Arnoldo reflexiona su situación personal y lo que observa en las noticias, siente un odio personal hacia el presidente Donald Trump, pero dice:

“No tan fuerte como mi deseo de no regresar a Cubay poder ayudar a mi familia trabajando en Estados Unidos.

México es pobre como lo es Cuba, pero no tanto y está cerca de Estados Unidos. Y además hay oportunidades, pasa que yo; quiero hacer dinero para que mi familia cubana no sufra. En Cuba no hay nada. ¿Me entiende? Nada. Ni siquiera futuro”.

La instalación de mas retenes vigilando la frontera sur, desaparecieron las caravanas grandes, por lo menos al entrar a México; pero han surgido de nuevo las bandas organizadas de “polleros” y para el migrante más vulnerable, la “bestia” volverá a hacer otra opción para cruzar México, señala el sacerdote Heyman Vazquez Medina, defensor de los derechos de los migrantes en la región de la costa.

“La migración hacia el norte no cesará. Se hará más difícil llegar a Estados Unidos, eso sí.

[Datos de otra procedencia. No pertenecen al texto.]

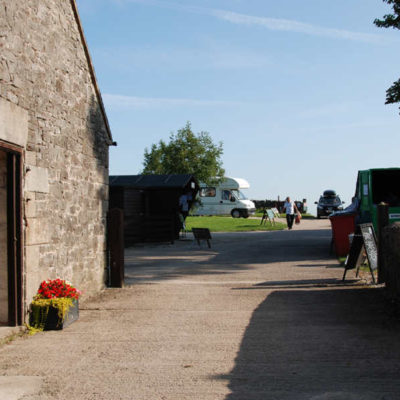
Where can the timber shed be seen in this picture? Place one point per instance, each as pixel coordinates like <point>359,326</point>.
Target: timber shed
<point>151,205</point>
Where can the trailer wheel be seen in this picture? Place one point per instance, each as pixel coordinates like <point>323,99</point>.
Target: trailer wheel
<point>235,214</point>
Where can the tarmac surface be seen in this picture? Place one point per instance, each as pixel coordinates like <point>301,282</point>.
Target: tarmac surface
<point>260,315</point>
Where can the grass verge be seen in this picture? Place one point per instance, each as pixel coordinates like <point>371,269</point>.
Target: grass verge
<point>229,224</point>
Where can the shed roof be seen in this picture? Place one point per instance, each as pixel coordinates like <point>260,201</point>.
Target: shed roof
<point>152,181</point>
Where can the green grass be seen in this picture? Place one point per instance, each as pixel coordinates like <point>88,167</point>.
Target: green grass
<point>259,213</point>
<point>229,224</point>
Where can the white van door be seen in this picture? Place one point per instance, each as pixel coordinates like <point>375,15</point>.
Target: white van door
<point>227,201</point>
<point>209,197</point>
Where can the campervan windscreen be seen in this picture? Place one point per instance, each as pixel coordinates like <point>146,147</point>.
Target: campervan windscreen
<point>386,187</point>
<point>239,195</point>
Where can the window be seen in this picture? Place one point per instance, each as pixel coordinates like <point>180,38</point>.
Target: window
<point>226,195</point>
<point>207,192</point>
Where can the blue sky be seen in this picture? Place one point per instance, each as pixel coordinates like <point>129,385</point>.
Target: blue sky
<point>294,89</point>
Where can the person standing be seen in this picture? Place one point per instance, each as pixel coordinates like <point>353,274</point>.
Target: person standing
<point>290,208</point>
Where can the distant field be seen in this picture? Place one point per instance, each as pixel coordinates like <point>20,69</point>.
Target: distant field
<point>229,224</point>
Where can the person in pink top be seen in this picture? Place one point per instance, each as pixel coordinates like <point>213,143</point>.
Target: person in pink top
<point>290,208</point>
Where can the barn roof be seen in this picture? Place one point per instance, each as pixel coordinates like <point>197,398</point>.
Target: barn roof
<point>91,71</point>
<point>152,181</point>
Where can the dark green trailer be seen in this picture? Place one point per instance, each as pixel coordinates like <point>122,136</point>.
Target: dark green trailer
<point>375,186</point>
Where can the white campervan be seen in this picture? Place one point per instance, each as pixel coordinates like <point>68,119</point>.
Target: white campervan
<point>225,198</point>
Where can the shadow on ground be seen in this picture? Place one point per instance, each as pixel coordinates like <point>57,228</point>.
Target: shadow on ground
<point>318,344</point>
<point>229,252</point>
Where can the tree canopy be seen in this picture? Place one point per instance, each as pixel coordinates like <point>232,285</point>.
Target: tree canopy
<point>391,21</point>
<point>186,153</point>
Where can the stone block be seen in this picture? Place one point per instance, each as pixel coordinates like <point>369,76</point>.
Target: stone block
<point>37,231</point>
<point>37,179</point>
<point>13,123</point>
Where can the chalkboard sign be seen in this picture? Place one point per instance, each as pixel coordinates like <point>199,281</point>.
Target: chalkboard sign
<point>202,234</point>
<point>369,238</point>
<point>355,257</point>
<point>271,214</point>
<point>364,242</point>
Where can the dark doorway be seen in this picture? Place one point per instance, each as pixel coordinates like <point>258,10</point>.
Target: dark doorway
<point>11,304</point>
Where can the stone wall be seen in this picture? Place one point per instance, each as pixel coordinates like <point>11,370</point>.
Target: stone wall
<point>44,71</point>
<point>3,240</point>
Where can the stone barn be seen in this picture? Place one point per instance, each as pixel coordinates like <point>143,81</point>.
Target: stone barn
<point>54,141</point>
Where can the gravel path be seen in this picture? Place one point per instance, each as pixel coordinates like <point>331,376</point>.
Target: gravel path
<point>261,315</point>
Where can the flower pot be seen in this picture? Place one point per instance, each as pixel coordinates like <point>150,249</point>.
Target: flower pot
<point>48,317</point>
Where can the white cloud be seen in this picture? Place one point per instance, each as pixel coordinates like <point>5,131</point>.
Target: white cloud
<point>277,24</point>
<point>133,102</point>
<point>274,24</point>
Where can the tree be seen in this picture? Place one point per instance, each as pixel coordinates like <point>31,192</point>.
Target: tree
<point>391,21</point>
<point>186,153</point>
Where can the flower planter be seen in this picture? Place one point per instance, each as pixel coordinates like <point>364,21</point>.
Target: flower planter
<point>48,317</point>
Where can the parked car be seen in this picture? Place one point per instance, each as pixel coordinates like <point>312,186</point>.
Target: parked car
<point>328,203</point>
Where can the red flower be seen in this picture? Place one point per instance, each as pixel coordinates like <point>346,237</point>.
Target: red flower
<point>57,288</point>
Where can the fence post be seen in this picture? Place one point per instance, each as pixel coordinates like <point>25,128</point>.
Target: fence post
<point>115,230</point>
<point>383,220</point>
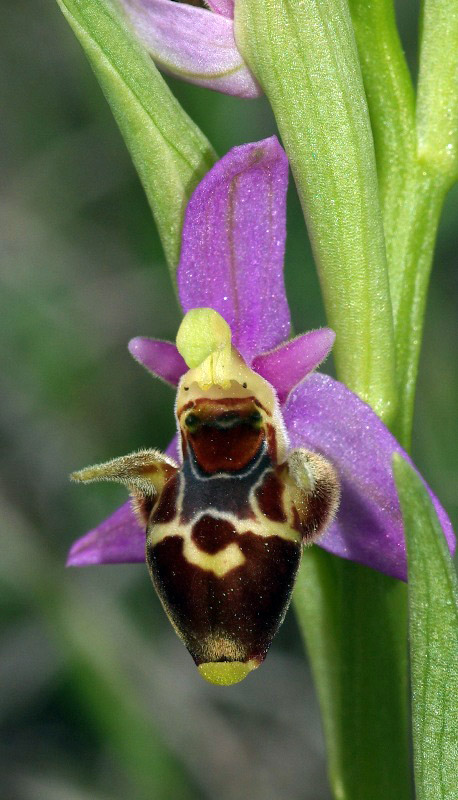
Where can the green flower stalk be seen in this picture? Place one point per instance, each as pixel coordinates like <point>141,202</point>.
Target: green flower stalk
<point>304,56</point>
<point>416,151</point>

La migración no se detendrá porque las medidas adoptadas por México y Estados Unidos son de contención, no de solución”, afirma el también director del albergue “Nadie es extranjero”.

El religioso reflexiona: “La pobreza y la violencia en Centroamérica son las causas que generan el éxodo especialmente de guatemaltecos, salvadoreños y hondureños. Mientras no existan alternativas de empleo y seguridad pública efectiva en esos países; los ciudadanos seguirán migrando hacia el norte y de nueva cuenta; en algún momento la coyuntura migratoria volverá a cambiar y transformarse, pero no verá un fin”.

La pobreza, la violencia, la corrupción y la impunidad que sufren los países centroamericanos impulsa a sus ciudadanos a abandonar sus hogares, afirma.